I couldn’t shake the thought that, while the gods had been busy guarding the sun, Rahu had swallowed the Ganga, filling its riverbank with a zombie river composed of whatever fetid water had dripped from his throat.

That night, I dreamed of a bird I’d seen near a house I once shared in south India—the Asian paradise flycatcher, a small white bird with a long, white, ribboning tail. I’d seen the bird first in the forest in Kerala, then in the garbage heap next to my window in the neighboring state of Tamil Nadu. I knew that wilderness could exist anywhere, not just in the wild. But the next morning, I was filled with tranquility and wonder. When I woke up I noticed graffiti on the wall of the shack—crudely formed Hindi letters reading WATER IS LIFE.

As we plodded along the icy, burbling river that morning, I met a cigarette-smoking swami known as Maharaj. He wore sunglasses and tennis shoes, and was accompanied by four portly women from the neighboring state of Haryana. The party had turned back after seeing a crack in the ice. “I would have had to roll these four along like drums,” Maharaj said. I asked him whether he thought the glacier would melt within his lifetime.
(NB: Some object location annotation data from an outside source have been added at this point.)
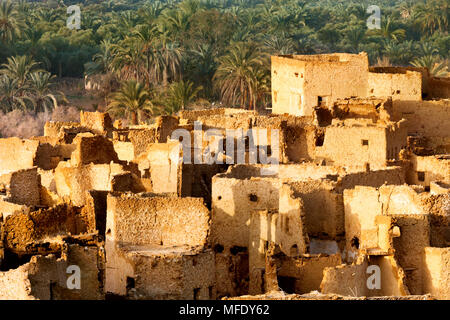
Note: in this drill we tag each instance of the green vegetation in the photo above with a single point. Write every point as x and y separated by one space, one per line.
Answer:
178 52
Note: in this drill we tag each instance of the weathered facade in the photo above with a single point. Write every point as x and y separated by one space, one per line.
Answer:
343 192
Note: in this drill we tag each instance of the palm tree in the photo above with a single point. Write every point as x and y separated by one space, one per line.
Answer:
19 68
181 94
11 96
44 100
433 15
171 55
235 74
128 59
131 99
9 21
435 66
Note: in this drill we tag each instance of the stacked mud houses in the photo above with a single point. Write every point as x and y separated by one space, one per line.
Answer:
342 191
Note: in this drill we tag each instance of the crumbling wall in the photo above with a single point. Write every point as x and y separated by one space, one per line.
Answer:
324 213
142 139
93 149
124 150
22 187
47 278
17 154
157 220
404 86
424 170
438 88
53 128
430 119
97 122
363 108
436 278
73 182
357 143
169 273
300 82
162 164
23 230
157 242
354 280
410 248
304 274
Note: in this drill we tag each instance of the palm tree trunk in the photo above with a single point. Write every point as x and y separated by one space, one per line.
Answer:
134 117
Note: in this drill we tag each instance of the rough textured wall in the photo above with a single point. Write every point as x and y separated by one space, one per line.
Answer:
45 278
351 280
438 88
307 271
73 182
93 149
405 86
299 81
324 210
17 154
436 278
97 122
161 163
142 138
424 170
428 118
355 143
124 150
23 230
410 248
23 186
157 220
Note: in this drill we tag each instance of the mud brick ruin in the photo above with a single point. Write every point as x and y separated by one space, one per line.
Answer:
360 190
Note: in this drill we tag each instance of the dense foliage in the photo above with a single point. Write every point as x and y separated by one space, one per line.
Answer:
215 50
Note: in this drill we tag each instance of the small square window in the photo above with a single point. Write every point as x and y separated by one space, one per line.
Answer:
421 176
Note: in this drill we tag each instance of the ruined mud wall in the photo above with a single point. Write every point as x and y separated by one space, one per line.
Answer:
17 154
22 187
73 182
436 279
424 170
23 230
405 86
427 118
157 220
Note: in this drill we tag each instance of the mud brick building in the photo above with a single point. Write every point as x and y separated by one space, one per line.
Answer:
348 178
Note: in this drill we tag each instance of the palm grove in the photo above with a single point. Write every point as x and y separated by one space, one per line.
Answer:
147 57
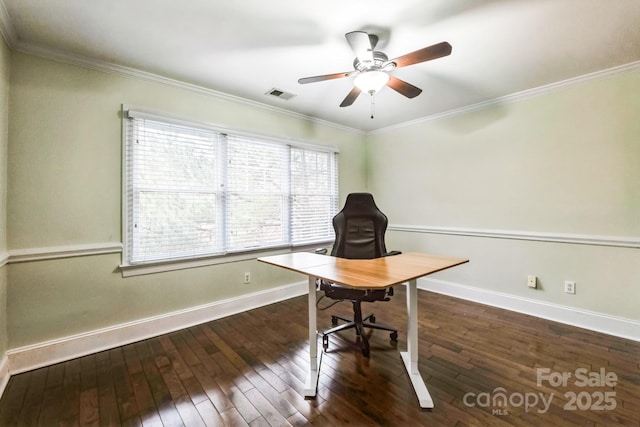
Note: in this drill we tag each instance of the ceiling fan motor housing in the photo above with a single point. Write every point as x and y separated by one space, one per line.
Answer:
379 59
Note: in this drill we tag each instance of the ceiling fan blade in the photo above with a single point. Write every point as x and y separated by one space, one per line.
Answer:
314 79
361 45
403 88
425 54
351 97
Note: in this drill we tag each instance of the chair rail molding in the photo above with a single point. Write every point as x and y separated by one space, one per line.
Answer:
591 320
57 252
579 239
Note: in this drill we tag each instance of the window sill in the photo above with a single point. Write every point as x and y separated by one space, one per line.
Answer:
131 270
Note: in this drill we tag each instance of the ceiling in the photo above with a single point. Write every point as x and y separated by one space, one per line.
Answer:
245 48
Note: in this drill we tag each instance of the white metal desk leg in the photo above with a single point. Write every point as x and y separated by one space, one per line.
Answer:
410 357
311 385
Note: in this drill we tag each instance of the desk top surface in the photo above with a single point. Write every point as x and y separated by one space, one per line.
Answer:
364 273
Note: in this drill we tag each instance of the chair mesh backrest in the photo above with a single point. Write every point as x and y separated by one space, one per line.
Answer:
360 229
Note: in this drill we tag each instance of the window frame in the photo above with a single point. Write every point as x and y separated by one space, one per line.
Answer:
133 269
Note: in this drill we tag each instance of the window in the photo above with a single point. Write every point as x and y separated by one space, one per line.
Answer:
196 191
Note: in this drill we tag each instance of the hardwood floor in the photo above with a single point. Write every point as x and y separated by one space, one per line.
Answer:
248 369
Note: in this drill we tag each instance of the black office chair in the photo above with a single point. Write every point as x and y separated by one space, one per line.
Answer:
360 229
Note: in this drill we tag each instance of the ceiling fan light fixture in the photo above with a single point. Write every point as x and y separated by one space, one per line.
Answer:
371 81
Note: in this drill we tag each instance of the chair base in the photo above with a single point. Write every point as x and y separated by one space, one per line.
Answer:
359 324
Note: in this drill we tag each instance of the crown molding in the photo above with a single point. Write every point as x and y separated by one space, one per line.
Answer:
11 37
108 67
518 96
7 29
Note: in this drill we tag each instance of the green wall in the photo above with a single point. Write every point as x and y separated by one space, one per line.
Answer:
4 129
563 162
65 189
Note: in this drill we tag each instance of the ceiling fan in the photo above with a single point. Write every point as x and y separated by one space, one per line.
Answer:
372 67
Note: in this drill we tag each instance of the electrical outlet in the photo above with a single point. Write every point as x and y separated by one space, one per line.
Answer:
569 287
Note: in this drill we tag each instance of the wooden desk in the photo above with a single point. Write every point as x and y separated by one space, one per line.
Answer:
367 274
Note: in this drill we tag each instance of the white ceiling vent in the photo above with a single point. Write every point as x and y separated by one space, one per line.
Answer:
278 93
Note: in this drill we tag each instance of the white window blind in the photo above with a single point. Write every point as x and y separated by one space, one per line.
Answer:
194 191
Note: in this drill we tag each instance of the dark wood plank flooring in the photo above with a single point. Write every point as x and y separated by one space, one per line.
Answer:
248 369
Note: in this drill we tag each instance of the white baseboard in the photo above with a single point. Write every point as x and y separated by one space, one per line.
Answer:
47 353
599 322
59 350
4 373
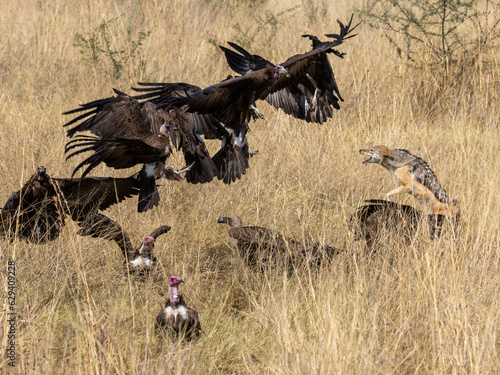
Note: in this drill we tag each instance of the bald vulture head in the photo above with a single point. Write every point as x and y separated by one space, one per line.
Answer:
42 173
144 260
173 283
234 221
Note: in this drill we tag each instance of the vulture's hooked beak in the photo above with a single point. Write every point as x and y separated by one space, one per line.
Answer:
41 173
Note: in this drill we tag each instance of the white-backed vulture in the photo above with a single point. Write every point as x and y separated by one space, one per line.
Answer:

“It’ll take longer,” he said confidently. “At least fifty years. But even after she’s gone, those of us who truly love her will still be able to see her.”

I asked what he meant.

“Most of you are living in Kaliyuga, ” he said. “Only a few of us have escaped into Ram Rajya, the age in which we can think completely for ourselves, where our mind is free. We are free of Kaliyuga.”
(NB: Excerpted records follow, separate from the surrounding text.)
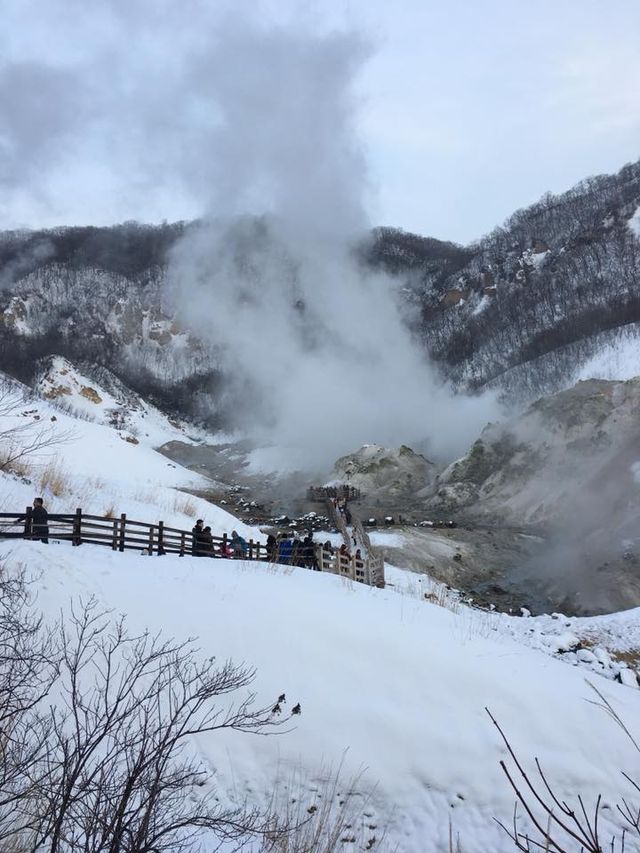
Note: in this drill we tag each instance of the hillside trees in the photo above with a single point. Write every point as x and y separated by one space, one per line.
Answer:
20 435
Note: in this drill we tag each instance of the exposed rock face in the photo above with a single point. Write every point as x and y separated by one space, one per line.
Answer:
570 464
392 473
563 450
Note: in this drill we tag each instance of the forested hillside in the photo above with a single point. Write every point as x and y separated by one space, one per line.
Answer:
521 309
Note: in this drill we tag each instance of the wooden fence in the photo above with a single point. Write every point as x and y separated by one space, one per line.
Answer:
124 534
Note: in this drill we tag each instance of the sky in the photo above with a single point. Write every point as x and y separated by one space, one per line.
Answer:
462 112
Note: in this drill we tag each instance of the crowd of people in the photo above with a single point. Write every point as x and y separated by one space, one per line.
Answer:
350 493
203 544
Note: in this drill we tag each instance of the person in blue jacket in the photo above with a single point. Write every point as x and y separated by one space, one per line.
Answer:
239 546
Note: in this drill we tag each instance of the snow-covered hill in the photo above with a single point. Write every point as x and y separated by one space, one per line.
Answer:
387 679
525 308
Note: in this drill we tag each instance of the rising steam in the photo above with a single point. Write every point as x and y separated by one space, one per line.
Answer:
318 358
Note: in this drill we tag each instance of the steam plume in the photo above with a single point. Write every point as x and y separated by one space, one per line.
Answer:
315 348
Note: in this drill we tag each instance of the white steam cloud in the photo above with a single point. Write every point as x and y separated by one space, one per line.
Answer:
318 357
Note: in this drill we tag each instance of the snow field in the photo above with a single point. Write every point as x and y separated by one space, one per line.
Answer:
388 682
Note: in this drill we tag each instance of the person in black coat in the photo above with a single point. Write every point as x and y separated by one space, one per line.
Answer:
196 539
39 521
206 543
272 548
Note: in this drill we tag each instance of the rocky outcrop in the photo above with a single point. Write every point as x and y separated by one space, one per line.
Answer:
537 467
388 473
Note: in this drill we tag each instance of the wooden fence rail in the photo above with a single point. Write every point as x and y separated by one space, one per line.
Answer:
122 533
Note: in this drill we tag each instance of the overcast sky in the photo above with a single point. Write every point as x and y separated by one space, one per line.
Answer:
461 111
But Maharaj had not transcended the physical world entirely: “We used to take the snow, melt it with some jaggery, and eat it as a snack,” he said. “Today, we can’t do that anymore. The snow is greasy and black from vehicle exhaust.”

A few minutes later Mangalji and I reached a field of boulders, which travelers had piled up like cairns. Ahead gleamed the snout of the glacier, the river thundering out of its icy encasement. In every photograph I’d seen, this spot had looked barren, discolored, stony. But as I sat there, cross-legged, I marveled at the spots of color pulsing all around me: tiny pink, yellow, and purple wildflowers, complex leaf patterns, and minute crickets that looked as drab as dead leaves until they unfolded their ruby wings. I poured my Ganga water on a small shrine made of rocks.
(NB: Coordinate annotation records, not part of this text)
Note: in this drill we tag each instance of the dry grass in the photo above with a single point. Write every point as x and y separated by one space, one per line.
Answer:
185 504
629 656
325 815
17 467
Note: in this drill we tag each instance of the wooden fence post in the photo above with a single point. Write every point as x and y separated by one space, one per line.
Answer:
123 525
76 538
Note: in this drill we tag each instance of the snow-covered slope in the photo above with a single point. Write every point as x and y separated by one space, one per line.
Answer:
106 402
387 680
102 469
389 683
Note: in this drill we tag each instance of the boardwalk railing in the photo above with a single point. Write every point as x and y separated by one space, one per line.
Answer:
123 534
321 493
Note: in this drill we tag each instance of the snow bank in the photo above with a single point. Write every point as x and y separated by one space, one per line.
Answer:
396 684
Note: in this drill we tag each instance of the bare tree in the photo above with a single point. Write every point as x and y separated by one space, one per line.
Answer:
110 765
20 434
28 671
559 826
I felt good, if not enlightened. The pilgrimage hadn’t been so tough—just a series of bus rides and walks, and a long haul at the end. I tried to imagine the whole sweep of the river, across time and across the country—the British East India Company sailing down the Ganga into Kolkata, my birth city, which they made the capital of their empire, floating logs, opium, and slaves down the river that had received the ashes of my great-great-grandmother, millions of devout Hindus, and Charles Mingus; the industrial effluent from tanneries mingling with corpses, sewage, fecal bacteria, and increasingly salty tides carried in by the rising sea. The Ganga was still alive, in spite of everything. But I couldn’t shake the thought that, while the gods had been busy guarding the sun, Rahu had swallowed the Ganga, filling its riverbank with a zombie river composed of whatever fetid water had dripped from his throat.

Hindu scriptures predict that sometime during the age of Kaliyuga the Ganga will slip underground, into hell. Maybe the river is indeed lurching forward toward a dry end—not by 2035, but perhaps by 2132, unless Rahu loosens his grip on the oil wells and stock markets and the climate stops changing so fast. In the meantime, I wanted to gather some holy water from the embryonic river—Hindus believe that even a drop can purify sins—for my grandmother and her family in Kolkata, so I took out a few small bronze vessels. Just as I was kneeling down, a giant chunk of ice fell from the snout into the Ganga. I looked more closely and noticed chunk after chunk dislodging from the crevasse-ridden glacier. I was horrified. But then I heard Mangalji whooping, and turned to see him catch a block of melting ice. I held one of my bronze jars underneath his cupped hands, and he let the water drip into the vessel. I took a sip. Ordinary melt-water tastes recent, infused with yesterday’s precipitation. This water tasted original, like dew from the last ice age.